Re: Replacing the value of the bookmarks

Posted by semendian <se...@mail.ru>.
My code will run on Linux and Windows.

It's the code I used for doc:

final HWPFDocument doc = new HWPFDocument(in);

		int count = 1;
				
			for (int i = 0; i < doc.getBookmarks().getBookmarksCount() ; i++)
			{
				System.out.println(" Size: "+doc.getBookmarks().getBookmarksCount());
				
					final Bookmark bookmark = doc.getBookmarks().getBookmark(i);

					if (bookmark.getName() != null && !bookmark.getName().startsWith("_")
)//if (bookmarkName.equals(bookmark.getName()))
					{
						System.out.println(count + " | " + bookmark.getName());
						count++;	
				
						final String pValue = "****";
						
			      final Range range = new Range(bookmark.getStart(),
bookmark.getEnd(), doc);
			      			      
			      if (range.text().length()>0)
			      	range.replaceText(pValue,false);
			      else
			      	range.insertAfter(pValue);

					}
			}
		
		doc.write(out);
It does not work when the bookmark is in a table.

How to insert the run between the strat and end bookmark elements?

I would like to solve the problem of POI if it is possible. 
If this is impossible then used to UNO and Open/LibreOffice. 

I'll be glad to any suggestions and advice, and code samples

--
View this message in context: http://apache-poi.1045710.n5.nabble.com/Replacing-the-value-of-the-bookmarks-tp5710052p5710092.html
Sent from the POI - User mailing list archive at Nabble.com.

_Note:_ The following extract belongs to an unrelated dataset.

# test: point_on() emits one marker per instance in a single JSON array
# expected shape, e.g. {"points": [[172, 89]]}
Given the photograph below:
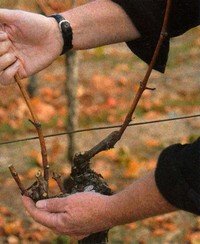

---------------------------------------------------------------------
To unsubscribe, e-mail: user-unsubscribe@poi.apache.org
For additional commands, e-mail: user-help@poi.apache.org


Re: Replacing the value of the bookmarks

Posted by Mark Beardsley <ma...@tiscali.co.uk>.
Can I ask how you are going to be running the code please? The reason I ask
is that I do have code that will insert text at bookmarks perfectly
successfully but it relies upon OLE/COM. This means that you will be
restricted to running the code on a Windows box (I have still not tested it
on Linux under Wine even though I am assured it is possible to run Office
that way).

If all you are creating is a utility that you will use to ruin on a Windows
box then the code may be satisfactory and you are quite welcome to it. Just
let me know. Furthermore, it should be possible to achieve something very
similar using UNO and Open/LibreOffice. At one time, I had an application
that used this API to accomplish something similar but that was two PC's ago
and I cannot seem to find the code now. It is there, somewhere, and I will
continue to look for it. The advantage of the UNO approach is, of course,
platform independence - anything that will run open.LibreOffice will run the
UNO client app. Also, it should be possible to get your hands on the URE
(UNO Runtime Environment) so that the full Open/LibreOffice application does
not need to be deployed.

Yours

Mark B

PS. It should be possible to insert text at bookmarks using HWPF. I had a
quick play and, as it is possible to get at the start and end offsets of
both bookmarks and character runs it should be possible, in principal at
least, to step through the character runs, get their start and end offsets,
look to see if they 'encapsulate' a bookmark, find out what the bookmarks
name is and substitute the required text. I have put together a very simple
piece of code that sort of does this but only with a single bookmark in a
single run of text. I suspect it would be necessary to re-save the document
after each substitution however as modifying one range may corrupt others.
XWPF is a different matter; I have not made any progress with that although
it should be possible to simply insert the run between the strat and end
bookmark elements.

--
View this message in context: http://apache-poi.1045710.n5.nabble.com/Replacing-the-value-of-the-bookmarks-tp5710052p5710085.html
Sent from the POI - User mailing list archive at Nabble.com.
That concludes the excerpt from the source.